To workaround this issue and successfully download the IDE file that fixes this issue follow these steps:
1. Delete agen-xuv.ide from C:\Program Files\Sophos\Sophos Anti-Virus\ [C:\Program Files (x86)\Sophos\Sophos Anti-Virus\]
2. Restart the 'Sophos Anti-Virus Service'
3. Update SUM via the Sophos Enterprise Console
Endpoints unable to update
If endpoints are unable to update due to the false positive issue the following steps can be taken to get the fixed IDE to them:
1. Centrally disable On-Access scanning via policy in SEC
2. Select Groups in SEC and select 'Update Now'
3. Once a group has updated re-enable On-Access scanning via policy in SEC
Finally hung up after being on hold for an hour and 20 minutes. Should have used the call back feature!! I was just able to finally gain access to my Enterprise Console. The amount of traffic pretty much killed the box. I have been trying to get into it since around 530. Now I am trying to update it to see if it obtains the fix.

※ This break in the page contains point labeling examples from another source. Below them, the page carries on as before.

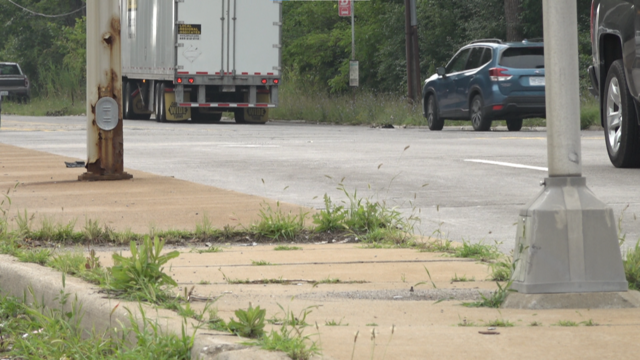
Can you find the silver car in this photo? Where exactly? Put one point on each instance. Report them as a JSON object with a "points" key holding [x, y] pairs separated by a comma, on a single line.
{"points": [[13, 80]]}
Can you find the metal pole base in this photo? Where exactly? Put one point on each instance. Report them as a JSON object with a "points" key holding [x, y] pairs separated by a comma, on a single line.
{"points": [[567, 242], [105, 177]]}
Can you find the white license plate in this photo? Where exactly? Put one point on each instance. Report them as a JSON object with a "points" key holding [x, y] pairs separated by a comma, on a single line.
{"points": [[536, 81]]}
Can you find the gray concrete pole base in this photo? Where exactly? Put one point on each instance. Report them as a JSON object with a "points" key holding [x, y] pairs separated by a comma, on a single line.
{"points": [[567, 242], [593, 300]]}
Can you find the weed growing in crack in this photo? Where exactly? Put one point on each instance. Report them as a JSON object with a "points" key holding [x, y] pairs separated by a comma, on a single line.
{"points": [[332, 322], [462, 278], [496, 298], [286, 248], [141, 277], [631, 262], [250, 323], [260, 263]]}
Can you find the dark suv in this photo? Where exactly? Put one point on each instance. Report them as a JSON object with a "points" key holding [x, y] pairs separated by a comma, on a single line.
{"points": [[488, 80]]}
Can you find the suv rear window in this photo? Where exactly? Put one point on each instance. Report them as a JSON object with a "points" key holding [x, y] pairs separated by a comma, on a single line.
{"points": [[523, 58], [6, 69]]}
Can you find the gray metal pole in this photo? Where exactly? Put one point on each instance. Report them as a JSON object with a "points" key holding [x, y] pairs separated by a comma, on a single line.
{"points": [[562, 84], [566, 240], [353, 30]]}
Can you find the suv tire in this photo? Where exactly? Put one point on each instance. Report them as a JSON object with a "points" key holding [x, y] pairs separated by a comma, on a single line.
{"points": [[479, 120], [620, 120], [514, 124], [434, 121]]}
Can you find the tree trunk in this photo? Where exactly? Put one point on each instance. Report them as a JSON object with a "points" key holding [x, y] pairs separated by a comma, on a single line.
{"points": [[512, 12]]}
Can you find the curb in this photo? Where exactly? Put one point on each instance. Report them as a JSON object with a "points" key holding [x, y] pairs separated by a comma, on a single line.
{"points": [[27, 280]]}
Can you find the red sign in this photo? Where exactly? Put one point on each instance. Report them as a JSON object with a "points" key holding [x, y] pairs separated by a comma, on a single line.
{"points": [[344, 7]]}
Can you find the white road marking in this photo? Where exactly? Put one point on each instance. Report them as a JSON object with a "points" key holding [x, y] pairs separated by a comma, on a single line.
{"points": [[500, 163]]}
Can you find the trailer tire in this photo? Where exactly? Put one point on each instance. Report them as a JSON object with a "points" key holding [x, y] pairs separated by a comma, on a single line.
{"points": [[127, 104], [161, 114], [206, 118]]}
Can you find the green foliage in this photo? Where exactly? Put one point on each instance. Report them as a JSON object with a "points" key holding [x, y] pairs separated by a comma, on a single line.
{"points": [[479, 251], [277, 225], [500, 323], [286, 248], [38, 256], [141, 276], [502, 269], [631, 261], [495, 300], [331, 218], [250, 323]]}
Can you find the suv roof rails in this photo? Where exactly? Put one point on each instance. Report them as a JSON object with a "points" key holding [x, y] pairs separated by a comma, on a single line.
{"points": [[497, 41]]}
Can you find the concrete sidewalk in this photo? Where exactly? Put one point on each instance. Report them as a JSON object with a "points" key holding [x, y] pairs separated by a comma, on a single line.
{"points": [[374, 292]]}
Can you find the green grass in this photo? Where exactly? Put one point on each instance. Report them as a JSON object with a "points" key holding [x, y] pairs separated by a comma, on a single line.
{"points": [[41, 106], [54, 334], [494, 300], [631, 261], [277, 225], [332, 322], [500, 323], [462, 278], [286, 248], [566, 323], [298, 101], [260, 263], [478, 251]]}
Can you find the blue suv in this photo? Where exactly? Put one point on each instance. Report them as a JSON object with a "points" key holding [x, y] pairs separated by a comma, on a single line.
{"points": [[488, 80]]}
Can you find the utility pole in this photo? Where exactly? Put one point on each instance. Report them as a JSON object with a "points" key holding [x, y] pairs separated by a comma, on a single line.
{"points": [[566, 240], [104, 93]]}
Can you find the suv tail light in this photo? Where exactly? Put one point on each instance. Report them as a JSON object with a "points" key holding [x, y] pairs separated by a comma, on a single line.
{"points": [[498, 74], [592, 17]]}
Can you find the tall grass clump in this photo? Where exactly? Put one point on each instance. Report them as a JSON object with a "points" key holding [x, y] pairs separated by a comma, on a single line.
{"points": [[278, 225], [141, 277], [631, 261]]}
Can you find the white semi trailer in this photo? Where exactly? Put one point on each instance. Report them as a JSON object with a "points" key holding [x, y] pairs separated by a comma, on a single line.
{"points": [[195, 59]]}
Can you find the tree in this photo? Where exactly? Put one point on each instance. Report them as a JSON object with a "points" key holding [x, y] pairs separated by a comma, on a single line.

It has been updating for about 5 minutes thus far.
ktremain wrote:
Nathan wrote:Many apologies to those on hold with support. As of about 5 minutes ago, the queue is 65 deep. Our engineers are working through the calls as quickly as possible. If you are on hold currently, please be patient and we will get to you as soon as possible. If you would like to use our call-back option, I would recommend doing so.
Please let us know here when the phone support queue dies down, then I will call in to discuss my issue further.
I'll do my best!
KUSA wrote:Here's a quick VB script to restore files that were moved by quarantine to "Infected" folder.

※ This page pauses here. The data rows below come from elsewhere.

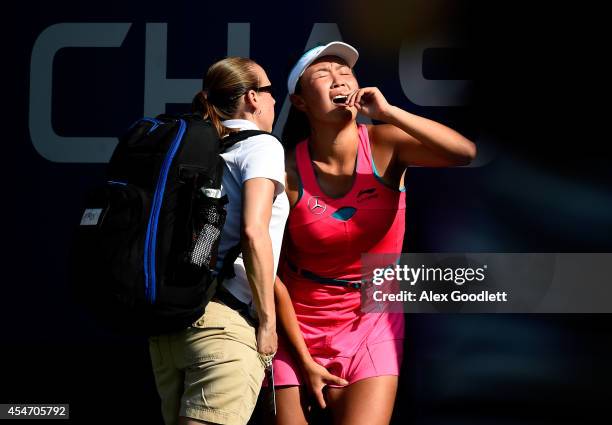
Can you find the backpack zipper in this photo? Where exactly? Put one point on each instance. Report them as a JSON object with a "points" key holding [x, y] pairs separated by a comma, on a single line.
{"points": [[151, 237]]}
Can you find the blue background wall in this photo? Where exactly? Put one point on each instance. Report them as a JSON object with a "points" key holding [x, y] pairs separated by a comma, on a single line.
{"points": [[542, 184]]}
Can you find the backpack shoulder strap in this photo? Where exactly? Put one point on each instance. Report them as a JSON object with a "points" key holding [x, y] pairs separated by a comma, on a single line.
{"points": [[234, 138]]}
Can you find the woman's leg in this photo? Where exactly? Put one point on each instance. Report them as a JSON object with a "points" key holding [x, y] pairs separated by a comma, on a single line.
{"points": [[368, 402], [291, 405]]}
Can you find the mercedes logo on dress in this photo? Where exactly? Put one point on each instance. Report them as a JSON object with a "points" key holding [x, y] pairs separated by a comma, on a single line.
{"points": [[316, 205]]}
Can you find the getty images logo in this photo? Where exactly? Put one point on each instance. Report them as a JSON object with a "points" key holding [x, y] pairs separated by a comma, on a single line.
{"points": [[316, 205]]}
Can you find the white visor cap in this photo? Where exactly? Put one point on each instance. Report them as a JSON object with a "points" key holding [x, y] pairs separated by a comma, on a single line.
{"points": [[335, 48]]}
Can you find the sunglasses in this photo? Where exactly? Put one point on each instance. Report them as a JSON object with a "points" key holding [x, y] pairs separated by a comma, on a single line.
{"points": [[267, 88]]}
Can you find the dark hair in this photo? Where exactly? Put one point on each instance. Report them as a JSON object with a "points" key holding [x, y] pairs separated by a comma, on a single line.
{"points": [[297, 126], [222, 86]]}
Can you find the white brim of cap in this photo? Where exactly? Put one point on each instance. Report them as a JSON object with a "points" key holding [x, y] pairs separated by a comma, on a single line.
{"points": [[335, 48]]}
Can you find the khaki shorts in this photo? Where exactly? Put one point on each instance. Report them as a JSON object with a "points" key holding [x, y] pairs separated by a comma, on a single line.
{"points": [[210, 371]]}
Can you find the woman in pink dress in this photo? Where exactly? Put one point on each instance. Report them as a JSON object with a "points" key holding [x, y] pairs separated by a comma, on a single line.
{"points": [[345, 187]]}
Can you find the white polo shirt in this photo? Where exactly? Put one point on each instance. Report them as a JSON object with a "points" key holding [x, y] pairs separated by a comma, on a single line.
{"points": [[256, 156]]}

Disclaimer: Works for me, but use at your own risk.
<SNIP>
this is a FANTASTIC SCRIPT to fix sites that were set to MOVE - EVERYONE should run it!
note that on XP/2003 you must change infectedpath to
infectedPath = "C:\Documents and Settings\All Users\Application Data\Sophos\Sophos Anti-Virus\INFECTED\"
Also, i had to add the following in before everything started working again
If objFSO.FileExists(infectedPath & "almonres.dll.000") And Not objFSO.FileExists(progPath & "en\almonres.dll") Then
objFSO.MoveFile infectedPath & "almonres.dll.000" , progPath & "en\almonres.dll"
End If
Apologies if I'm not understanding this but the instructions to delete agen-xuv.ide from the path:
C:\Program Files\Sophos\Sophos Anti-Virus\ [C:\Program Files (x86)\Sophos\Sophos Anti-Virus\]
do not apply to my SEC server as I do not have the directory or files. How do I get the update managers in SEC v5 able to download updates?